Other common irritants include fragranced soaps, bubble baths, scented laundry detergent on underwear, and vaginal deodorant sprays. These products contain chemicals that can irritate vulvar skin and alter vaginal pH. If you’ve noticed more discharge, redness, or irritation after using a new product, stopping it is the simplest first step. The vagina maintains its own pH balance without help. Washing the external vulva with warm water, or at most a gentle unscented cleanser, is all that’s needed.
Tight, non-breathable underwear and sitting in wet swimwear or sweaty workout clothes for extended periods can also create a warm, moist environment that encourages bacterial or yeast overgrowth. Switching to cotton underwear and changing out of damp clothing promptly can reduce the amount of discharge you notice day to day.

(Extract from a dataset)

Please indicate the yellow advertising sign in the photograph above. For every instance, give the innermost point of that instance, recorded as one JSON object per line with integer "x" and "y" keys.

What “Too Much” Really Means
Many people who search this question aren’t experiencing a medical problem. They’re experiencing the inconvenience of a body that produces visible fluid every day and wondering if that’s something to fix. In most cases, it isn’t. Daily discharge that’s clear or white, doesn’t smell strongly, and isn’t accompanied by itching, burning, or pain is your body working exactly as designed. Using a thin panty liner can help with comfort if the wetness bothers you, though changing it regularly matters to avoid trapping moisture against the skin.
The time to get an evaluation is when something changes: a new smell, a new color, irritation that wasn’t there before, or a noticeable jump in volume that doesn’t line up with your cycle or any hormonal changes. A clinician can test a sample of discharge under a microscope and, if needed, run additional lab tests to identify or rule out specific infections.